The Kingdom is putting more of its football on the market. The Sports Ministry and the National Centre for Privatization & PPP (NCP) opened bidding on five more clubs, including Al Riyadh, Al Fateh, Abha, Al Tai, and Al Shoulla, the ministry said in a statement seen by EnterpriseAM. Investors have until 5 July to file prequalification applications under the Sports Clubs Investment and Privatization Project.
A spread across the divisions: Al Riyadh, Abha, and Ahsa-based Al Fateh play in the Saudi Pro League, while Hail-based Al Tai sits in the First Division and Kharj’s Al Shoulla sits in the Second. All five cleared the regulatory steps and reached the “readiness stage” for offering, the ministry said, adding that it is matching each club’s readiness against the seriousness of would-be buyers rather than rushing clubs out the door.
The momentum is there: Expressions of interest (EOI) stay open on a rolling basis, and a deal takes 8-10 months to close once a buyer surfaces. More than 80 EOIs are now registered across 22 clubs, evidence of fast-building appetite from both local and international money, according to the ministry.
That tallies with what officials are telling investors abroad: The government has completed transactions on 11 clubs with two more in the works, Ibrahim AlMoaiqel, assistant deputy minister for investment and privatization, told the Middle East Sports Investment Forum in London last week.
Two transactions are close to the line: Negotiations over Al Najma and Al Akhdoud are underway, with contract signing and an ownership-transfer announcement to follow. The privatization of Al Akhdoud stalled last year after interested investors failed to meet the requirements.

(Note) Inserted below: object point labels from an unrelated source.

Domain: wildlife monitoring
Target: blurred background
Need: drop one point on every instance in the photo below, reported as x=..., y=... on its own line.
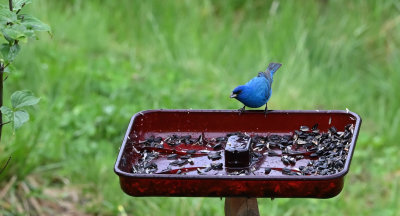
x=110, y=59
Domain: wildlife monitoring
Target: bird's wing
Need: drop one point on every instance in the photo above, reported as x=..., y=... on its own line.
x=271, y=69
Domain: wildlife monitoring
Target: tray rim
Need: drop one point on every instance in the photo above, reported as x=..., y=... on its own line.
x=340, y=174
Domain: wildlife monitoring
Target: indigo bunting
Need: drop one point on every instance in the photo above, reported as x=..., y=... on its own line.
x=257, y=91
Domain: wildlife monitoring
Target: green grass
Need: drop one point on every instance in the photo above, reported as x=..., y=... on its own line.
x=110, y=59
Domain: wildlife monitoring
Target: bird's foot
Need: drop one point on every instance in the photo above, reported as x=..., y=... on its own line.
x=241, y=110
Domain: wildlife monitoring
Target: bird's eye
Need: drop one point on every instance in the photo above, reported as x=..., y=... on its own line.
x=237, y=92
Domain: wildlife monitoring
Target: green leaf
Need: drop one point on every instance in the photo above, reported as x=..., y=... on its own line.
x=18, y=4
x=10, y=69
x=23, y=98
x=16, y=31
x=6, y=16
x=33, y=23
x=9, y=52
x=7, y=112
x=20, y=117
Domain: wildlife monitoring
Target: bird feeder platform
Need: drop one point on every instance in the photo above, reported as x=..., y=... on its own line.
x=225, y=153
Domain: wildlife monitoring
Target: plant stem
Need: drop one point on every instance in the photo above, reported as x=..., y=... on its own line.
x=1, y=97
x=10, y=4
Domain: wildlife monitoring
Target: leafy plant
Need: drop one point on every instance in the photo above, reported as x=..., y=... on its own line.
x=16, y=28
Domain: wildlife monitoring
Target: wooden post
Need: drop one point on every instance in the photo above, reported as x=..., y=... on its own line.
x=240, y=206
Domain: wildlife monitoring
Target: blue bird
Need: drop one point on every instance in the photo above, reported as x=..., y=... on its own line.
x=257, y=91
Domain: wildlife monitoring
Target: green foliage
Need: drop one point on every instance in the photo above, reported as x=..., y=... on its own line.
x=16, y=114
x=15, y=27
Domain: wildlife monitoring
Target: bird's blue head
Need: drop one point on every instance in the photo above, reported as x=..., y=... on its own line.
x=239, y=92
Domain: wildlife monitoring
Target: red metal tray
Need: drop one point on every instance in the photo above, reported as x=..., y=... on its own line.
x=214, y=123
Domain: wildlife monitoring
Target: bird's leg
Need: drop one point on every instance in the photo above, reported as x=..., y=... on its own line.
x=241, y=110
x=266, y=109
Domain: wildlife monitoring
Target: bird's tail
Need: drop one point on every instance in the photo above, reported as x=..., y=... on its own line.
x=272, y=68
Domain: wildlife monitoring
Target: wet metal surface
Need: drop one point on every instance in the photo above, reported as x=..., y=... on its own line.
x=285, y=149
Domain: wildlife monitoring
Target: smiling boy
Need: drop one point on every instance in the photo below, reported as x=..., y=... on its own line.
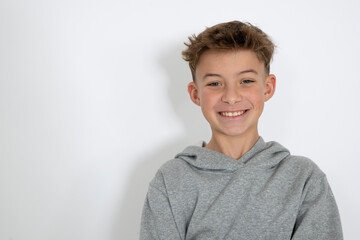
x=237, y=186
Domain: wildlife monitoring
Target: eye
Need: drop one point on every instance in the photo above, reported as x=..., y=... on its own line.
x=214, y=84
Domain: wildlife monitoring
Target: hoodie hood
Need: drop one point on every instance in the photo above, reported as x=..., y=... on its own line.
x=263, y=155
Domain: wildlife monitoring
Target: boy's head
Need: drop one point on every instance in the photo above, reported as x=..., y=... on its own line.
x=233, y=35
x=231, y=81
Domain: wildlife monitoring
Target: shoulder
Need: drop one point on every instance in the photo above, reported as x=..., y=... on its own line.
x=170, y=172
x=302, y=169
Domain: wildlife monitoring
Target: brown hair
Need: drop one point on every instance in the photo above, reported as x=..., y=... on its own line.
x=229, y=36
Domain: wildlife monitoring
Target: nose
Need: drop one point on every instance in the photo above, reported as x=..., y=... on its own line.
x=231, y=95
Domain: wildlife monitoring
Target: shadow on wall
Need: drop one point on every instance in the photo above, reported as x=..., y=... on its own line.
x=127, y=223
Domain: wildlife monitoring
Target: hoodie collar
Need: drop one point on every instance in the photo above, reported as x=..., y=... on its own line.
x=262, y=154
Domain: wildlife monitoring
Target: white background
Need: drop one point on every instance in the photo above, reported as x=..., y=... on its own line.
x=93, y=100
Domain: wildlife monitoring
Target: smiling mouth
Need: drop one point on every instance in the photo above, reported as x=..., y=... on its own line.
x=232, y=114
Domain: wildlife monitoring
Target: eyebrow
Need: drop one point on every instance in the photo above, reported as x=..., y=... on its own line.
x=218, y=75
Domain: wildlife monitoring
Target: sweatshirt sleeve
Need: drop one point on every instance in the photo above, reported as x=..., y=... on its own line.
x=318, y=216
x=157, y=220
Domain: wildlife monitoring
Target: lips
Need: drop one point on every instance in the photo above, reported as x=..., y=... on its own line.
x=232, y=113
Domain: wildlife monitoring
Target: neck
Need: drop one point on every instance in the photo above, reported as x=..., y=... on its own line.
x=232, y=146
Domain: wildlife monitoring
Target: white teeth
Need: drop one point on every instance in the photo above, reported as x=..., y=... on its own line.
x=232, y=114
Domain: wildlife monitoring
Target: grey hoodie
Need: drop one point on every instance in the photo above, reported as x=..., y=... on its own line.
x=266, y=194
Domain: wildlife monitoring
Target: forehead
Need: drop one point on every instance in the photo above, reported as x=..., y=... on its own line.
x=228, y=62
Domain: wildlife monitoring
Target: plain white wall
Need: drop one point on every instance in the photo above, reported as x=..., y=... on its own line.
x=93, y=100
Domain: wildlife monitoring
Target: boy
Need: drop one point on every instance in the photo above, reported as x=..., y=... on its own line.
x=237, y=186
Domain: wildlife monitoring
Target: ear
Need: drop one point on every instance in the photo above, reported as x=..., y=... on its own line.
x=194, y=93
x=270, y=85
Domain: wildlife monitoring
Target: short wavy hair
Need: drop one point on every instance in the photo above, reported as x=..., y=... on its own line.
x=233, y=35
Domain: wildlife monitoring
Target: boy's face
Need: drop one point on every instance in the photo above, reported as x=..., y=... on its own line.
x=231, y=88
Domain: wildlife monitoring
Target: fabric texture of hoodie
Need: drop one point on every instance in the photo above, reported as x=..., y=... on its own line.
x=266, y=194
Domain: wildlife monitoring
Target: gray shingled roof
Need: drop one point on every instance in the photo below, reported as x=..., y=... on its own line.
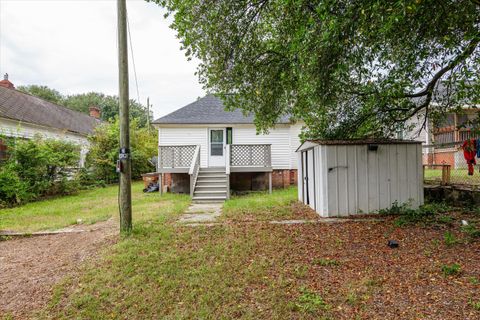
x=23, y=107
x=208, y=110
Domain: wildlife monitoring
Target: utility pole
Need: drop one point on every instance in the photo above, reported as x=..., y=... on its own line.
x=125, y=194
x=148, y=114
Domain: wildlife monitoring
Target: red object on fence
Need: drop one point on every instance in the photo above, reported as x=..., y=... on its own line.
x=469, y=152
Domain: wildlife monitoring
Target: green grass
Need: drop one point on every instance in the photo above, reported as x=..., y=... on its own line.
x=457, y=176
x=262, y=206
x=90, y=206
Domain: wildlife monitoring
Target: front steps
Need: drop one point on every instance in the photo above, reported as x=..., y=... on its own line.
x=211, y=185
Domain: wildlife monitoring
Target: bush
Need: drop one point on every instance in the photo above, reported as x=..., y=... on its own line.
x=104, y=147
x=12, y=189
x=35, y=168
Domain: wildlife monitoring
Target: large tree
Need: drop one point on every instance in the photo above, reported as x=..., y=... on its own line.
x=348, y=68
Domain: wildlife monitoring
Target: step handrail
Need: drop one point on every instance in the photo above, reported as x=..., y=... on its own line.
x=194, y=169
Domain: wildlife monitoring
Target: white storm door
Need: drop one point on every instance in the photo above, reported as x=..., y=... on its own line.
x=311, y=178
x=216, y=150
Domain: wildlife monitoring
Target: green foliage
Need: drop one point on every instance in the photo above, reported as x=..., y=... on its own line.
x=449, y=238
x=472, y=231
x=451, y=269
x=347, y=68
x=12, y=189
x=326, y=262
x=104, y=146
x=427, y=213
x=309, y=301
x=35, y=168
x=475, y=305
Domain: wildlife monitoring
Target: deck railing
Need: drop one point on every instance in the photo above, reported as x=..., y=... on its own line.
x=176, y=156
x=194, y=169
x=250, y=155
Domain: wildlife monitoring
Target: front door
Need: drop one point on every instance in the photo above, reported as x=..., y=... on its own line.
x=216, y=152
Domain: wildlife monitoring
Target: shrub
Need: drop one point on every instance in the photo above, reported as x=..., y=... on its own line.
x=12, y=189
x=104, y=147
x=36, y=168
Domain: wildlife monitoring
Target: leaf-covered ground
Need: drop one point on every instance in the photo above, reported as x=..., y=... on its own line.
x=256, y=270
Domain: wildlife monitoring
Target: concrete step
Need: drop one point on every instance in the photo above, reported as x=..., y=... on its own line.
x=207, y=199
x=213, y=169
x=209, y=182
x=210, y=187
x=211, y=192
x=213, y=176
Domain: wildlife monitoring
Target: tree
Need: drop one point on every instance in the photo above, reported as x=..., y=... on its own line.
x=348, y=68
x=42, y=92
x=104, y=145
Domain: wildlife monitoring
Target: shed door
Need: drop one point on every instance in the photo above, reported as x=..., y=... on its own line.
x=308, y=166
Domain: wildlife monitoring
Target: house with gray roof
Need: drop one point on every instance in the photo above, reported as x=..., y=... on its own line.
x=25, y=116
x=208, y=151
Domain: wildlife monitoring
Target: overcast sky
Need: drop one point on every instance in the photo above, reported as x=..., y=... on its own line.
x=71, y=45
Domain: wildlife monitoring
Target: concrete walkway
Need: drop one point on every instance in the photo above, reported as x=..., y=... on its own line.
x=201, y=214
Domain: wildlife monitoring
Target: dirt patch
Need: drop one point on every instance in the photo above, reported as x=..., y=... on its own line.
x=30, y=267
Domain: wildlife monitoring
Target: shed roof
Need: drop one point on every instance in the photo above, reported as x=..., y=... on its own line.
x=23, y=107
x=209, y=110
x=354, y=142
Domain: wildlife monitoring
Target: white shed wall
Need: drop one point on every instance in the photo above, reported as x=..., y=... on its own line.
x=349, y=179
x=12, y=128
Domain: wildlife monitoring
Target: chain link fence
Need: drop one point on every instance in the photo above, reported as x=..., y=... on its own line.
x=445, y=164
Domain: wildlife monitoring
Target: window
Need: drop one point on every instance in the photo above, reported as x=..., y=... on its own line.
x=216, y=142
x=229, y=135
x=3, y=150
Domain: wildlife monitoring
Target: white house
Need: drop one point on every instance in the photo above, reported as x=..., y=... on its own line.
x=24, y=116
x=208, y=151
x=344, y=177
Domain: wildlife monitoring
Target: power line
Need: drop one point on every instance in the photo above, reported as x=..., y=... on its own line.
x=133, y=58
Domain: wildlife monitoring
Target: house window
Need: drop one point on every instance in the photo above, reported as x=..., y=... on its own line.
x=3, y=150
x=229, y=135
x=216, y=142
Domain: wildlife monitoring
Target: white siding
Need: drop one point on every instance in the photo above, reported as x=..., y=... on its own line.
x=186, y=136
x=11, y=128
x=349, y=179
x=283, y=138
x=295, y=130
x=279, y=138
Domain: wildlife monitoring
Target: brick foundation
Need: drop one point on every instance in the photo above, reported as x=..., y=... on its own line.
x=239, y=181
x=176, y=182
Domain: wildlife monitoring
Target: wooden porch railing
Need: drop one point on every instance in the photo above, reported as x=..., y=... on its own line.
x=194, y=169
x=176, y=156
x=250, y=155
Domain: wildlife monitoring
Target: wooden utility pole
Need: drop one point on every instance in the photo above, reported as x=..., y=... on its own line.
x=148, y=113
x=125, y=194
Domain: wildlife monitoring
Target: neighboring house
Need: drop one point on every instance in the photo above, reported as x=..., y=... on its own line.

More is coming: “We intend to bring more clubs to the market over the next few months,” AlMoaiqel said. His pitch to buyers is to get in early, likening the moment to the run-up to Major League Soccer’s value surge before the 2026 World Cup in North America. Saudi is looking to boost club valuations ahead of the 2034 World Cup by expanding commercial activity and deepening investment, creating attractive entry points for foreign investors while supporting broader economic growth.
REMEMBER- The model has shifted from spending to selling. Riyadh restructured the sector in 2023, folding its four biggest clubs (Al Hilal, Al Nassr, Al Ittihad, and Al Ahli) into companies that are majority-owned by the PIF, and bankrolling a wave of marquee signings. The fund agreed to offload 70% of Al Hilal to Prince Alwaleed bin Talal’s Kingdom Holding Company at an SAR 1.4 bn (USD 373 mn) enterprise value — its first sell-down, and the first club offered to a corporate buyer.
A note of caution: The sell-down is happening against a jittery regional backdrop, with the Iran war weighing on travel, tourism, and sentiment across the Gulf. Officials are working to reassure investors that the plan is intact. “Recent headlines have raised some questions about parts of the region, but the reality is headlines are very different from fundamentals,” AlMoaiqel said.